Why? Because Tomasky forgets that white supremacy and violent extremism are both features, not bugs, of American history -- an essential part of the consensus that he seems nostalgic for. Yes, there were once conservative Democrats, mostly in the South -- but what's only implied in his talk is that those conservative Democrats were often violent racists. When black voices started to rise in the Democratic Party, the conservative Democrats couldn't stay in the same party as those voices. Not because African-Americans were so strident and radical, but because all those conservatives couldn't stand to be in the same space with them.

So they went over to the GOP, who actively recruited them with Nixon's Southern Strategy. This unleashed a chain of events that made Democrats more liberal (and racially diverse) and Republicans more conservative (and more dependent on whites for votes), a bifurcation institutionalized by gerrymandering that created white and majority-minority districts. People like Tomasky forget that this bipartisan consensus among white folks started to fall apart once not-white people marched their way into state houses and Washington, D.C. This is the point in the American timeline when Jim Crow falls, the time of my grandparents' adulthoods and my parents' childhoods. That past isn't dead. It's not even past, to paraphrase Faulkner. My parents' generation is still very much alive -- and they vote. Obama's election shocked many of the people who couldn't live with the end of Jim Crow. That shock turned the birther conspiracy theory into the platform for electing Donald Trump.

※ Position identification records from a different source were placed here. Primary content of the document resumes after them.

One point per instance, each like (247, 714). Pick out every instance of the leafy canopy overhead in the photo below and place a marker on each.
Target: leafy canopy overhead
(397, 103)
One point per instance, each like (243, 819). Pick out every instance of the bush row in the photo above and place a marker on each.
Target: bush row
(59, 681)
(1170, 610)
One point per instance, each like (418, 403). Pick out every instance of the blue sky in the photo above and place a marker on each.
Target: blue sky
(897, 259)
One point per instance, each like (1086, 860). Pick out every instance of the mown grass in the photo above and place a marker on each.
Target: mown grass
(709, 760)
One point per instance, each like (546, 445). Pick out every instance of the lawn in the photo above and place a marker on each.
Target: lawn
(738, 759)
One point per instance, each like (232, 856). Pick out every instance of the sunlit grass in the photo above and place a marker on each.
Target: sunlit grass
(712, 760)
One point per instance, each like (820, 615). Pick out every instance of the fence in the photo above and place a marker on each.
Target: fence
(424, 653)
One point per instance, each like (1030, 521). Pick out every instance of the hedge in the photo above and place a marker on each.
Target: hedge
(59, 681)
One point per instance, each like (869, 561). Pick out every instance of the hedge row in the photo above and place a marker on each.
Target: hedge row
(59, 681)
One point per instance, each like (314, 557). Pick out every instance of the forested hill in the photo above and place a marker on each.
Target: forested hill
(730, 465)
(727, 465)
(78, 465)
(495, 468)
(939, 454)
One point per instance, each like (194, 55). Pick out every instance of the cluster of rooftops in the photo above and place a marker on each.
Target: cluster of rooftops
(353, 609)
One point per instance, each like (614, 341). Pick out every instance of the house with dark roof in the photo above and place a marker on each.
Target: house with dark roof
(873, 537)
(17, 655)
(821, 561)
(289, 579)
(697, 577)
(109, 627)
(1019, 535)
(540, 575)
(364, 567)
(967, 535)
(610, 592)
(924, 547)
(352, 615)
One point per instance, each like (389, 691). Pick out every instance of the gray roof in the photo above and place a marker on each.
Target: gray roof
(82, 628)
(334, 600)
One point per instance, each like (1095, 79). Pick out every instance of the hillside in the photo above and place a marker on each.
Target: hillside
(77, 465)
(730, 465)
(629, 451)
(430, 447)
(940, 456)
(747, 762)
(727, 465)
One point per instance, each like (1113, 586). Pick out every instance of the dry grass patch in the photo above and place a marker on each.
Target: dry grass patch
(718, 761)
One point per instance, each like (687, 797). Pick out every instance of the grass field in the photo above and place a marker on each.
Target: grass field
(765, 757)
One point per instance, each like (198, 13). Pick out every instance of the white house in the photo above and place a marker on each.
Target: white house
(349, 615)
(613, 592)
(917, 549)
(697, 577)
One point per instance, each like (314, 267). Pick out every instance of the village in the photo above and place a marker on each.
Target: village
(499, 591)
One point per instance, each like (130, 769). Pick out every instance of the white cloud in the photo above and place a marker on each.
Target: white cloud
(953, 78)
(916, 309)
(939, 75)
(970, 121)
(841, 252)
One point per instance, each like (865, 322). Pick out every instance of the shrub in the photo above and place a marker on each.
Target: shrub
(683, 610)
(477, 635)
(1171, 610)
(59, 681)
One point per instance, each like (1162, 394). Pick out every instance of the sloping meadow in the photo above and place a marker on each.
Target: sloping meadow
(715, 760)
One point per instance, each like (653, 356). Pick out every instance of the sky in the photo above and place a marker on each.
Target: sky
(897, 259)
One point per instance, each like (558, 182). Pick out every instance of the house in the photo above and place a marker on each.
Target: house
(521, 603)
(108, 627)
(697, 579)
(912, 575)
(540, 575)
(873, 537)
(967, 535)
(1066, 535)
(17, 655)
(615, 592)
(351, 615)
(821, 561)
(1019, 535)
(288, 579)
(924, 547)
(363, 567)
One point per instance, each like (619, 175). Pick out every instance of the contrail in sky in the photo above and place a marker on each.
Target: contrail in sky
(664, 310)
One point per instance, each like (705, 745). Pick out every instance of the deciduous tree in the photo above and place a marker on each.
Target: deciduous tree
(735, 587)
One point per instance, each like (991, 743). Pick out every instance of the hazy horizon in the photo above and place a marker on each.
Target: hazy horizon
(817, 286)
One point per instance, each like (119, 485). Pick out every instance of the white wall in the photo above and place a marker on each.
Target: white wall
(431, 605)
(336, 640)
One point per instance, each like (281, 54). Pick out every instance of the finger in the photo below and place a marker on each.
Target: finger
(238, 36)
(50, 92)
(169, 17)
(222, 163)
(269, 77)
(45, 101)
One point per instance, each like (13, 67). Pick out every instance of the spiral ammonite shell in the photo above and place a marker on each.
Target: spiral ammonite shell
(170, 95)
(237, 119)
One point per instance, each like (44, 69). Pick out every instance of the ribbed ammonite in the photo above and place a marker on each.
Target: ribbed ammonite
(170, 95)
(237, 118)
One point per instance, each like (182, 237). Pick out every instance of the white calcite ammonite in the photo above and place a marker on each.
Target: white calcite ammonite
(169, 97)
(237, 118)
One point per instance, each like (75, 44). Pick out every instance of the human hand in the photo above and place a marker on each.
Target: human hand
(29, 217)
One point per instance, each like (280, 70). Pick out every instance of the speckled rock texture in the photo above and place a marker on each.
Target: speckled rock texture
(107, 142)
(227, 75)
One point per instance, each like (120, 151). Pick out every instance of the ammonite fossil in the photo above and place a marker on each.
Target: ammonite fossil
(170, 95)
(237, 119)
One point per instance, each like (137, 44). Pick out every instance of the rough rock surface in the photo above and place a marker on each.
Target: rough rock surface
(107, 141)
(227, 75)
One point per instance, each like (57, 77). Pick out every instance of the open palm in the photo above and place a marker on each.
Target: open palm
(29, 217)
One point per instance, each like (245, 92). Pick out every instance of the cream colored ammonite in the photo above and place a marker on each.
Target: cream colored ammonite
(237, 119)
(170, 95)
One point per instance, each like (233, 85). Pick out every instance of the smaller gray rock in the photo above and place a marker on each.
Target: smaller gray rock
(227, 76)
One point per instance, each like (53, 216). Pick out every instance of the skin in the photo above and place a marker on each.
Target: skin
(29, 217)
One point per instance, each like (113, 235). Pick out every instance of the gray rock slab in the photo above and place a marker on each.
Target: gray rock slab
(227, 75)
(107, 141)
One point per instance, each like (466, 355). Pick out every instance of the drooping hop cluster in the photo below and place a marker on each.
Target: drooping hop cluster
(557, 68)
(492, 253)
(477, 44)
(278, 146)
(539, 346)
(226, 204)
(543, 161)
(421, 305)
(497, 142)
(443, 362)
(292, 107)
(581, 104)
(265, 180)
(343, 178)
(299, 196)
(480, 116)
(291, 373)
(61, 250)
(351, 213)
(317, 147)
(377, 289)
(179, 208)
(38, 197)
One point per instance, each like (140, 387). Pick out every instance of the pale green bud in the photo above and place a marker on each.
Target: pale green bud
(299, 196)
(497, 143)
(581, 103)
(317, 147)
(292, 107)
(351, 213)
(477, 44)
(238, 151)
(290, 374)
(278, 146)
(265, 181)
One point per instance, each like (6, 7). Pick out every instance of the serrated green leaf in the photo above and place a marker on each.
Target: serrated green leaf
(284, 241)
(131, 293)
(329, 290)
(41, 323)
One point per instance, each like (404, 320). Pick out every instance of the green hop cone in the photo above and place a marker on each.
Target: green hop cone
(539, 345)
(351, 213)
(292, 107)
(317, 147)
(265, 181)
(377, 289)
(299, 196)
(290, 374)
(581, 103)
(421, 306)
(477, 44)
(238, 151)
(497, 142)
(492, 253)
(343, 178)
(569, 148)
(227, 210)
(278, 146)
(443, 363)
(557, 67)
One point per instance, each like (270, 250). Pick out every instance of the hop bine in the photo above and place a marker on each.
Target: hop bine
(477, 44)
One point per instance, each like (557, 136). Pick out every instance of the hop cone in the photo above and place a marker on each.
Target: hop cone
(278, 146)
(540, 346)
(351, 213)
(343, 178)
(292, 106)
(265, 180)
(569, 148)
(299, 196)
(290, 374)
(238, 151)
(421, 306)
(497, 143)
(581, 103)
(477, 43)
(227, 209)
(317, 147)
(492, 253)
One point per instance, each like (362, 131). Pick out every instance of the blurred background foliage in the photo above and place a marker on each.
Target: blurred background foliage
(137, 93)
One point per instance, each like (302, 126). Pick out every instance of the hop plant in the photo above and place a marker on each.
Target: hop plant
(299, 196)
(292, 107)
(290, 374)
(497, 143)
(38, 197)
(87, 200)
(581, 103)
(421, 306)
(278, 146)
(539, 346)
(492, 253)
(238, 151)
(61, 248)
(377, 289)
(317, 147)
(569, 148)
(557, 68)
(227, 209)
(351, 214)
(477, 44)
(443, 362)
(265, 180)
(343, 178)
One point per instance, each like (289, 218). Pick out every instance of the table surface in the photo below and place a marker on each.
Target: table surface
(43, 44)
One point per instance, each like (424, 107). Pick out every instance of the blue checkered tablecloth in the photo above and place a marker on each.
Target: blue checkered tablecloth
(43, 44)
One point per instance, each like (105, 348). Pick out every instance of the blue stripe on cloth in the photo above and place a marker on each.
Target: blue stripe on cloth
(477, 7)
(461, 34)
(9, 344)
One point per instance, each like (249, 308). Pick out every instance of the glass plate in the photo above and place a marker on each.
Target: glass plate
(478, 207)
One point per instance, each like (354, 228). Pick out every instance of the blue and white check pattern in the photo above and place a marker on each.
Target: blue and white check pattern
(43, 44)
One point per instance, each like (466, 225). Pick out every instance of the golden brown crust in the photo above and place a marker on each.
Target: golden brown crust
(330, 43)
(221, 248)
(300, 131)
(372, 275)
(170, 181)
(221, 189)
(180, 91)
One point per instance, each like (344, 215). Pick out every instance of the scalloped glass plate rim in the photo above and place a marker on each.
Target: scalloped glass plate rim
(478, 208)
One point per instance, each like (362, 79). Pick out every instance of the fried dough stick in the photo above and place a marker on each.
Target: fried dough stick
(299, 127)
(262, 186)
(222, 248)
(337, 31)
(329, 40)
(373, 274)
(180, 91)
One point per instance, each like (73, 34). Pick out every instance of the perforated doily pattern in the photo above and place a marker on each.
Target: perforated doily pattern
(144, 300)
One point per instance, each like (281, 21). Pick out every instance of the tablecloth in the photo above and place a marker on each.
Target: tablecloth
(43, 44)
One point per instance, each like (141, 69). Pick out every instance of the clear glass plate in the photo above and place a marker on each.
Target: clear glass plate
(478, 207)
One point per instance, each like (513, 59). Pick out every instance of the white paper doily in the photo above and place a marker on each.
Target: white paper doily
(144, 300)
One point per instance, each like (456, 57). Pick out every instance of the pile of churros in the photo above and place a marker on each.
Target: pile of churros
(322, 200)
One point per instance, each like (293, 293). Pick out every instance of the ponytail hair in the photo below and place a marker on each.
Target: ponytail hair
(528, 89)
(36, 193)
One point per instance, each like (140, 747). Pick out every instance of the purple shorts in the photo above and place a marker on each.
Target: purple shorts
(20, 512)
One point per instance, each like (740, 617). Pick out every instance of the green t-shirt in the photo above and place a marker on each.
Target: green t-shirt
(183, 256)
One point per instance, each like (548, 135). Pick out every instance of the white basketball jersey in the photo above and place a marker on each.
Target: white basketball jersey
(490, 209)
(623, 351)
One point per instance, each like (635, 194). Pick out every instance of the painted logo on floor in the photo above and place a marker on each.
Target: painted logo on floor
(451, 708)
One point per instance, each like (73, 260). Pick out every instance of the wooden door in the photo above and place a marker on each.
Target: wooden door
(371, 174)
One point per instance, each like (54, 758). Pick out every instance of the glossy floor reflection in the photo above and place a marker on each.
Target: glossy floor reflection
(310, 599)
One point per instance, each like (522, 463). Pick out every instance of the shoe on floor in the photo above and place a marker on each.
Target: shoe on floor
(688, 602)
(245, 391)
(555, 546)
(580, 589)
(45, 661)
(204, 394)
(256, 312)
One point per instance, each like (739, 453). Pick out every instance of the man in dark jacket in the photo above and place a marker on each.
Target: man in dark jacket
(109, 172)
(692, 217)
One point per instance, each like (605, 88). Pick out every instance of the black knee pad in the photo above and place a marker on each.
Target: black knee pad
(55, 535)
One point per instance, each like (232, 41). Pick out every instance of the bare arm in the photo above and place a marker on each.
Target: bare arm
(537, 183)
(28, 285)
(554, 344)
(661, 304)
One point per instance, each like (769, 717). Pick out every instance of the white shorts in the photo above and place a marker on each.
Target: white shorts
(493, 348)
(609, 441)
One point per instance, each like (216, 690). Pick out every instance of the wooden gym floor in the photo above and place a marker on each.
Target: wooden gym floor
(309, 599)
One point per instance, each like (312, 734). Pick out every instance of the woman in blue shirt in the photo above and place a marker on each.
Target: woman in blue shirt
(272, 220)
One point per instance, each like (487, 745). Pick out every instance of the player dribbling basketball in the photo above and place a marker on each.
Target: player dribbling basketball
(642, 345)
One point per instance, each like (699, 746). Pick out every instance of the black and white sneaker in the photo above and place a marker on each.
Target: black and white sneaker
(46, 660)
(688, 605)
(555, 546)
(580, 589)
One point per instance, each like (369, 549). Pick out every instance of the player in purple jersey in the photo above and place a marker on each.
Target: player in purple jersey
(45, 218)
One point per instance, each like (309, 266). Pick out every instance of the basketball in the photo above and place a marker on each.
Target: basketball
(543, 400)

That's why today's polarization isn't over something like fiscal policy; it's about whose lives matter. (Although it might be said that the wealthiest people must love how racism is being used to slash their taxes.) Tomasky argues, near the end of this video, that if Trump wins the nomination, a group of Republicans would rise up to oppose him, thus bringing balance to the party. That hasn't happened, because, I believe, Trump is the rule, not the exception, to American history. If Tomasky had understood that, he might have seen that polarization was going to get worse, not better.

 

One of the pipe bombs was mailed to Congresswoman Maxine Waters, someone Trump has called "an extraordinarily low IQ person." Think about that insult, coming from the president of the United States, in the context of this country's history of violent white supremacy. While Trump has accused Waters of supporting violence, in fact it is Trump who openly called for violence against black protesters, journalists, women, and undocumented immigrants, among others. In this regard, Trump is completely typical. He is a re-assertion of America's history, not a deviation from it. He's a relapse, not a new disease. "Make America great again," indeed.

Does this mean that America is a lost cause? I don't know. I do know that more pipe bombs are coming. We can count on it. I don't believe the bombs will disappear because we stick our heads in the sand. We cannot for a moment imagine, as Tomasky did, that the system will somehow right itself. We need to name racism for what it is; in naming it, we need to put ourselves against it, in the same way the Union did in the 19th century and the Civil Rights movement did in the 1960s. Win or lose, we have to take that stand.